Russland und Deutschland
01. Mai 2015
Barth, Professor für European Studies und ehrenamtlich im Vorstand der Studiengesellschaft Friedensforschung e.V. tätig, betonte eingangs, dass es bei der Beurteilung der derzeitigen russischen Politik zwei unversöhnliche Lager gebe: die Putinversteher und die Putinhasser.

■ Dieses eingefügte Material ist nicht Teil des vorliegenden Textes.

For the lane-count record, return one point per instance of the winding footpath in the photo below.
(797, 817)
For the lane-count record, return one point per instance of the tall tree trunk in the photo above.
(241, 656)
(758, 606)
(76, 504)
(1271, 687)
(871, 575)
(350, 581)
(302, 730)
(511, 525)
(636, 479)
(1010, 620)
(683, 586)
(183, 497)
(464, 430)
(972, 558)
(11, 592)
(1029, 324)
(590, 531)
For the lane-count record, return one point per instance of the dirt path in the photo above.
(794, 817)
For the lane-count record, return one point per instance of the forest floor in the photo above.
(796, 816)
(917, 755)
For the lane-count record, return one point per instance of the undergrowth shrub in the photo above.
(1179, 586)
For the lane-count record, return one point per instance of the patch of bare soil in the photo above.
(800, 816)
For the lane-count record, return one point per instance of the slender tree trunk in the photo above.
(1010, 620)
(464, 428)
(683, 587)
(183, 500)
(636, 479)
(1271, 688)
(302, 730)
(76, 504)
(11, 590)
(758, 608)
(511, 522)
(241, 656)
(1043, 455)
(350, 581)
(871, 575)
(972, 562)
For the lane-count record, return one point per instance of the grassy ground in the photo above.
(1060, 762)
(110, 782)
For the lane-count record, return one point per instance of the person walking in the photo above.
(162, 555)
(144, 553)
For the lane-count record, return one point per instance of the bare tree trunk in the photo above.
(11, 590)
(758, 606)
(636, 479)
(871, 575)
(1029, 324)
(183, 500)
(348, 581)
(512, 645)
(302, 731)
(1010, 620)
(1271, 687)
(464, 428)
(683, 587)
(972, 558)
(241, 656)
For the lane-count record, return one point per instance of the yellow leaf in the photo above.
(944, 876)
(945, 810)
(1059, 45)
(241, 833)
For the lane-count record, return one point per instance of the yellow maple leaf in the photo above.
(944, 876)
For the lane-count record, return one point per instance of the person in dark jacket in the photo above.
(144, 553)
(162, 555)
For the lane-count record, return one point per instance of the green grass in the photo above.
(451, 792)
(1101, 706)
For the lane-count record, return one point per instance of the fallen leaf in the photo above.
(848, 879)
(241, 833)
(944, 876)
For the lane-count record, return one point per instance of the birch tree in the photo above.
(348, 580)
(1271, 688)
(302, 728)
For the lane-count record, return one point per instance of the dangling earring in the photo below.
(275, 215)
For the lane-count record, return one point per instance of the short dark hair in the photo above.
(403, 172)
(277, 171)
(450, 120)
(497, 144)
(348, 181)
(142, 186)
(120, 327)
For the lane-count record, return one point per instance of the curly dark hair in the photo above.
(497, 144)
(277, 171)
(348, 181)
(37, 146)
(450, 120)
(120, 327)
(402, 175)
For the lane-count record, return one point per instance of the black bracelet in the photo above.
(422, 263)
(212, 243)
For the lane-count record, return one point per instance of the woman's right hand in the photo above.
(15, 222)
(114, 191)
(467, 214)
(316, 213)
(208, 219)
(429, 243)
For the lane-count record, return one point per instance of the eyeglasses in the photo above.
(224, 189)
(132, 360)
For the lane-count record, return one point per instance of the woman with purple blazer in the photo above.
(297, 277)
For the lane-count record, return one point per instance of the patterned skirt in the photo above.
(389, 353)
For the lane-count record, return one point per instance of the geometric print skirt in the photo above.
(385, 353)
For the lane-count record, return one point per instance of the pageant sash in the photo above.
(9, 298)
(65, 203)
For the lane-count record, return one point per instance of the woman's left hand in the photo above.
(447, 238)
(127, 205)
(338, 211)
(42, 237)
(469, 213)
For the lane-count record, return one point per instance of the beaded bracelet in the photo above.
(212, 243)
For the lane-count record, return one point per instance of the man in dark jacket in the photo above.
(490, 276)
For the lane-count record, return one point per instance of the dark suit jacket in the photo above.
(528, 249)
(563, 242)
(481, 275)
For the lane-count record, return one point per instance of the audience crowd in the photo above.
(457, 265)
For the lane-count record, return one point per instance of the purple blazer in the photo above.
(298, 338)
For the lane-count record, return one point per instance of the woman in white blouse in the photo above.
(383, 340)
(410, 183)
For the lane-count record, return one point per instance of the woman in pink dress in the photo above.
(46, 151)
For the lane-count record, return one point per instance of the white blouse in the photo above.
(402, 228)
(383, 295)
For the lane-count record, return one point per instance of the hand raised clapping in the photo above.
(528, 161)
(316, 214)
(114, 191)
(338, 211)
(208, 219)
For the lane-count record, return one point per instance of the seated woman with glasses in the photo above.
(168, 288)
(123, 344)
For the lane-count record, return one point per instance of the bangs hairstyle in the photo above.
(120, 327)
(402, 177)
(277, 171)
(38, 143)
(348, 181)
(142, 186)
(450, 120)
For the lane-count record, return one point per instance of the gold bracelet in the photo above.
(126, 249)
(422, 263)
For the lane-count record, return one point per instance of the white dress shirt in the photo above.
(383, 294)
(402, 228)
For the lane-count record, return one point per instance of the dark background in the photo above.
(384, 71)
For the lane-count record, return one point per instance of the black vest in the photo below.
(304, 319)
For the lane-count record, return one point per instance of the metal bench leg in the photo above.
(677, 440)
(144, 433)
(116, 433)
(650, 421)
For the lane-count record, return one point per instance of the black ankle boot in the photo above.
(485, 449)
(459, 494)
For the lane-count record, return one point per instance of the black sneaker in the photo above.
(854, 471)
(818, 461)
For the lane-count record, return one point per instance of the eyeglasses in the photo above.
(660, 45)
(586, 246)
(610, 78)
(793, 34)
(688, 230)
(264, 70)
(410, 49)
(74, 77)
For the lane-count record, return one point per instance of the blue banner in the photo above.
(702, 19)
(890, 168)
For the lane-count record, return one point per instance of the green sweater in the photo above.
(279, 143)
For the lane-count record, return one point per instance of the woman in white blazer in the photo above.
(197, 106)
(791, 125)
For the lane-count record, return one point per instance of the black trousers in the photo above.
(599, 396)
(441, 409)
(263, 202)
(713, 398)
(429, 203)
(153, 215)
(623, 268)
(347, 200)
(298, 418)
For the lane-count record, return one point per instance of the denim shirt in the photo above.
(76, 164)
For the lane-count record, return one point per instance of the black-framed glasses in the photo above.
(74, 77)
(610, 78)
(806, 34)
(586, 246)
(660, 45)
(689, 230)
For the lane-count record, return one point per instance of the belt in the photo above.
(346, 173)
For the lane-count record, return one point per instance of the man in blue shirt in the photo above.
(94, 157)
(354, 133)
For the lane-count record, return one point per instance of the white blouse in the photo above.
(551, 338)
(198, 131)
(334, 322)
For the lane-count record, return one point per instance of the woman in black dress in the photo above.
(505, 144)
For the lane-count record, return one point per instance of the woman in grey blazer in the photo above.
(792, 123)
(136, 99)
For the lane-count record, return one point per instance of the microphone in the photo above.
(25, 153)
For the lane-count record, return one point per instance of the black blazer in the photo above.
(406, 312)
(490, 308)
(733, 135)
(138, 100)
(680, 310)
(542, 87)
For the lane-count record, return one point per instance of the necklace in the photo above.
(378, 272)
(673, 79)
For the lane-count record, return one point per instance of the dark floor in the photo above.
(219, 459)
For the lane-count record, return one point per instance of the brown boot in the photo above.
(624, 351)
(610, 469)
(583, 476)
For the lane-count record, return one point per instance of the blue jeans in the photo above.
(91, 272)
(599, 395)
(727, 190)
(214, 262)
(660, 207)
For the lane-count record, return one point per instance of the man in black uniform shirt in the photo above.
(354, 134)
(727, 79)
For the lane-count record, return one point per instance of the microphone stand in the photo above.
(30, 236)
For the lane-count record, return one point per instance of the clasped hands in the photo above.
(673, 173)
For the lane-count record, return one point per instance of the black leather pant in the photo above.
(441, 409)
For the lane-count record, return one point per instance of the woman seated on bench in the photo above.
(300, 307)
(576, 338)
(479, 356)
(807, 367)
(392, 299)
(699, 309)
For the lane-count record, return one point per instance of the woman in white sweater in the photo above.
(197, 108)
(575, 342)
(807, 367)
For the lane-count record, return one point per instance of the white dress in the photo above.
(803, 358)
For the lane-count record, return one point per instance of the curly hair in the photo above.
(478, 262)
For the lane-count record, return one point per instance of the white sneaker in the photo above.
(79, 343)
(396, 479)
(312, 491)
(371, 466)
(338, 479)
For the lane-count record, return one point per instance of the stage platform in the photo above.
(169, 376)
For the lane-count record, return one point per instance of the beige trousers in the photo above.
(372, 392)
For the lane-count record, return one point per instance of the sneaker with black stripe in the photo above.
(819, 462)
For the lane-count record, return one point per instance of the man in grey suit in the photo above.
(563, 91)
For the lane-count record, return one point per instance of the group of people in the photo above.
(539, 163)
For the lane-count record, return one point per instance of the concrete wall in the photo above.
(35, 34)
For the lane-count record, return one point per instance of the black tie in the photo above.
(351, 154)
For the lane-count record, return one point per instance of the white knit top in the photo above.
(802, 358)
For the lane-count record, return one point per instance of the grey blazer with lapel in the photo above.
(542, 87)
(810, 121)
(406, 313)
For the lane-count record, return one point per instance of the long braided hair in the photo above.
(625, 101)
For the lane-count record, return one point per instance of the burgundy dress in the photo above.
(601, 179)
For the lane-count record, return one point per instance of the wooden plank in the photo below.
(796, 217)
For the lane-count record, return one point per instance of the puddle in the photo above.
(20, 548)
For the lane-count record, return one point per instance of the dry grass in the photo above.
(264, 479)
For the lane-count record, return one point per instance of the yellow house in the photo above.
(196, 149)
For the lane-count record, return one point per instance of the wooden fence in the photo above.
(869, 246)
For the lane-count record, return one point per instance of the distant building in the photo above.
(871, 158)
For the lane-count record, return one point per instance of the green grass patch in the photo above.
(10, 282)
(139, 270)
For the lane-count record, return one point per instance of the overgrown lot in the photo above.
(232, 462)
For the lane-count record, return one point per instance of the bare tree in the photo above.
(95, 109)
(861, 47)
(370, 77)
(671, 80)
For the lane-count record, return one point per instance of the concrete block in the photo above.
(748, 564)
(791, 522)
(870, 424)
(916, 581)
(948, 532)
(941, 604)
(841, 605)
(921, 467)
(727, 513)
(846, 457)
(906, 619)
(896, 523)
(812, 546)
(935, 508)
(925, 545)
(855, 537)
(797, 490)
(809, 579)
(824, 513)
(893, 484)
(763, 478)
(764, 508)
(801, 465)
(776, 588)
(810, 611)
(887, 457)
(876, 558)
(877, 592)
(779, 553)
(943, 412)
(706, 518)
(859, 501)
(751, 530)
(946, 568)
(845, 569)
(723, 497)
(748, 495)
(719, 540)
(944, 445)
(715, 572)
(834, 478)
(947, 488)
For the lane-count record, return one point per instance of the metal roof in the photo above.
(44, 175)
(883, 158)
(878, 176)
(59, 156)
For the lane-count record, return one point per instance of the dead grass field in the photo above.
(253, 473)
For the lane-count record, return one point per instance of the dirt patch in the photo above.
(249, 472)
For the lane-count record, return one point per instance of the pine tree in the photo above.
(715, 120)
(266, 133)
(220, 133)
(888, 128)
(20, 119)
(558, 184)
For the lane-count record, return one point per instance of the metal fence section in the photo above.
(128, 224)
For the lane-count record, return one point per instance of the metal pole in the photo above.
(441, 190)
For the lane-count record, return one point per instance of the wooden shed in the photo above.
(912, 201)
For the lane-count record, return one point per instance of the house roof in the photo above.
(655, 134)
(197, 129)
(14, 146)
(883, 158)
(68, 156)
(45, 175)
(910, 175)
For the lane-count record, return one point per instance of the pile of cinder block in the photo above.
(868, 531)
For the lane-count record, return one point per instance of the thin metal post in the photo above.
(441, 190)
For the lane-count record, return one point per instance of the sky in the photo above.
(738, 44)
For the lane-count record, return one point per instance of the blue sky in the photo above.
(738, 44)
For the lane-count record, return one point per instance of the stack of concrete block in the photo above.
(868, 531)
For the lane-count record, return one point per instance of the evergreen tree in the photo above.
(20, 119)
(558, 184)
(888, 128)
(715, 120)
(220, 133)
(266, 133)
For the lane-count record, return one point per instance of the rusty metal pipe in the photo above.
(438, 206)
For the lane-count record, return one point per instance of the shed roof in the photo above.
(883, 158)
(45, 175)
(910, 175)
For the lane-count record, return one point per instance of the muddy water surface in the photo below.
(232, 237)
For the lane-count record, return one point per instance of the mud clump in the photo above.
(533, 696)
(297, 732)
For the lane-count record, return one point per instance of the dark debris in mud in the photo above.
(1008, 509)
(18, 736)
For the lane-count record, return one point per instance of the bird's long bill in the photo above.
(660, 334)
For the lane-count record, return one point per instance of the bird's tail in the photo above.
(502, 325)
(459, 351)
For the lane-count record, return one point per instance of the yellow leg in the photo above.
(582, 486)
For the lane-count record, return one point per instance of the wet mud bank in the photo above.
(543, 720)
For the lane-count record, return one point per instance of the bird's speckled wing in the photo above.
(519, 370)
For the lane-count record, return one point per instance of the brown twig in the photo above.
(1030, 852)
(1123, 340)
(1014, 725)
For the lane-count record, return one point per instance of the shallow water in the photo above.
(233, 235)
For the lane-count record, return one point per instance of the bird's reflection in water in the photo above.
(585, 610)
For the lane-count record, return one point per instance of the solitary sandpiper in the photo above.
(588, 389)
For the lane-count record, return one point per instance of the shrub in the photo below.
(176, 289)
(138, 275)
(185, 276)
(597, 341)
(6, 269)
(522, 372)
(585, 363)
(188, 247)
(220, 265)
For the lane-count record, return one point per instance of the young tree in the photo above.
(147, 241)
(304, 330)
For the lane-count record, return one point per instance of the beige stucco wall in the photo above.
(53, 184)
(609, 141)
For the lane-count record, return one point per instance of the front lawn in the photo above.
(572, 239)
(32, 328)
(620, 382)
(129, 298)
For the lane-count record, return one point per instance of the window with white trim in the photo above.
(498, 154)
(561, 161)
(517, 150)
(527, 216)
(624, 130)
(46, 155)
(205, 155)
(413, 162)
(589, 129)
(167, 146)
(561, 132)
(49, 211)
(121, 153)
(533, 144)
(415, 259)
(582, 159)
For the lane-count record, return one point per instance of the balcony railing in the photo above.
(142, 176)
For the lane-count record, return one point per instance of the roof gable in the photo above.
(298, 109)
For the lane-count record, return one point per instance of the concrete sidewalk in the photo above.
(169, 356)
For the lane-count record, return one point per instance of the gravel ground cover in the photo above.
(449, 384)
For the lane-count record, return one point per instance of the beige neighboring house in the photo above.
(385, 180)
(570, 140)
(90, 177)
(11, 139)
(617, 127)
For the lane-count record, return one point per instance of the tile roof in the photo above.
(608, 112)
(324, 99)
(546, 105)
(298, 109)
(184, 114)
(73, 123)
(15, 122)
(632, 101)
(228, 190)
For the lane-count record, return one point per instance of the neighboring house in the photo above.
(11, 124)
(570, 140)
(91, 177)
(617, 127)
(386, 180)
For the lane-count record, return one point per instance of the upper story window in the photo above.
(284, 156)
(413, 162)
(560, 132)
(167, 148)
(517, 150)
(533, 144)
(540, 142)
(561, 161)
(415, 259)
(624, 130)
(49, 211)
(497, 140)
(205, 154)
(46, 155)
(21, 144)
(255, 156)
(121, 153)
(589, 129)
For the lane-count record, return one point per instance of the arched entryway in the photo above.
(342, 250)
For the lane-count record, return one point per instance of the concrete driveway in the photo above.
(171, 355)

Zu den Verstehern gehöre die
Wirtschaft, die sehr viel Geld dort investiert habe, die Linkspartei, aber auch extreme Rechte
(z.B. in Frankreich Le Pen) und Verschwörungstheoretiker, die behaupten: hinter
den Vorgängen im Maidan stand die USA.
Zu Putins schärfsten
Kritikern gehören Menschenrechtsvertreter, Osteuropaexperten der Medien und jene, die z.B. in der DDR oder in Osteuropa
unter dem Sowjetsystem gelitten haben.
Barth erläuterte den
geschichtlichen Hintergrund der jetzigen Lage: Vom plötzlichen Zusammenbruch
der Sowjetunion, der u.a. mit Gorbatschow, dem Krieg in Afghanistan und der
westlichen Nachrüstung zu tun gehabt habe.
Gorbatschows Nachfolger
Jelzin, der mit dem Tschetschenienkrieg, einer tiefen Wirtschaftskrise, Korruptionsvorwürfen,
Alkohol- und Gesundheitsproblemen zu kämpfen gehabt habe, empfahl Putin als
Nachfolger. Dieser kam aus dem Geheimdienst und war vorher kaum bekannt. Dem
Volk wurde er als einer präsentiert, der Probleme lösen und Terroranschläge
verhindern werde. 1999 erklärte Jelzin seinen Rücktritt. „Die erste
Amtshandlung seines Nachfolgers Putin war ein Dekret, das Jelzin vor jeglicher
Strafverfolgung schützte“, so Barth.
Seither genießt Putin durch
seine Außenpolitik und seine harte Linie in der Terrorismusbekämpfung in weiten
Teilen der Bevölkerung Russlands große Popularität, gefördert durch staatliche
und staatsnahe Medien. Putin habe bisher alle Angriffe bezüglich einer
Verstrickung des russischen Geheimdienstes und der Armee in Anschläge oder
Kriegshandlungen unbeschadet überstanden. Der Geheimdienst und die Armee habe
alles fest im Griff – Korruption sei weit verbreitet.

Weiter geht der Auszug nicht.